ERGÄNZENDE DOKUMENTATION
     
     
GOSSENGANGS
    Bevor die Menschheit Kontakt zu den Amnion hatte, konnte man leicht glauben, eines Tages würden Gossengangs die Erde beherrschen.
    Ihre Wurzeln waren in gewisser Beziehung so alt wie das Verbrechen an sich. »Arme habt ihr allezeit bei euch«, sagte Christus und hatte damit nicht unrecht. Allerdings hätte er hinzufügen sollen, daß bei fehlendem Reichtum Armut keine Bedeutung hat: wo alle nichts haben, alle gleich sind, ist niemand arm. Erst von dem Moment an, als die menschliche Evolution auf das Prinzip des Habens stieß, hatten manche Individuen, Stämme oder Völker mehr, hatten andere weniger. Daß diese Ungleichheit Spannungen verursachen mußte, ließ sich voraussehen.
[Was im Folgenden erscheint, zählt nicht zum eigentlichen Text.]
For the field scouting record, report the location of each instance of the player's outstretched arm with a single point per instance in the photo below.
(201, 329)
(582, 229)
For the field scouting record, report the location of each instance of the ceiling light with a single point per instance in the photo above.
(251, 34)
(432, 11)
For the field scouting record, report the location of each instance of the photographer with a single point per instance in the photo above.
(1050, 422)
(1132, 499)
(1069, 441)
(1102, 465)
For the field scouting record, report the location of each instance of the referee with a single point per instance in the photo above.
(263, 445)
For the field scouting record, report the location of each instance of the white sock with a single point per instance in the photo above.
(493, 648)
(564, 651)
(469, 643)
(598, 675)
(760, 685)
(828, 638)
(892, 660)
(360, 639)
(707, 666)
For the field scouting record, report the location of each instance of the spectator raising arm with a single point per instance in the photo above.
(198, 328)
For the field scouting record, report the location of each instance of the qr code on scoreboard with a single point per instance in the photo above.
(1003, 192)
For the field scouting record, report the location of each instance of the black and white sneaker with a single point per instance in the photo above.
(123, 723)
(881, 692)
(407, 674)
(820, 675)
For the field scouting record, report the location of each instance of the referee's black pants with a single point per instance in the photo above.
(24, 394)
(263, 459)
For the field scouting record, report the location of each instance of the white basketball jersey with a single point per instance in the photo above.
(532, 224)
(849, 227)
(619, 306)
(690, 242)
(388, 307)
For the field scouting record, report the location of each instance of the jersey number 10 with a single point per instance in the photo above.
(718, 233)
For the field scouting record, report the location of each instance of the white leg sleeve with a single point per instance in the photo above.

In der Konsequenz führte diese Spannung zu Gewalt – dem Vorgang, daß die, die nicht hatten, jenen etwas raubten, die hatten.
    Wie bei allen menschlichen Unternehmungen zeigte sich auch dabei, daß konzentrierte Aktion effektiver war als individuelle Bemühungen: Gruppen konnten mehr rauben.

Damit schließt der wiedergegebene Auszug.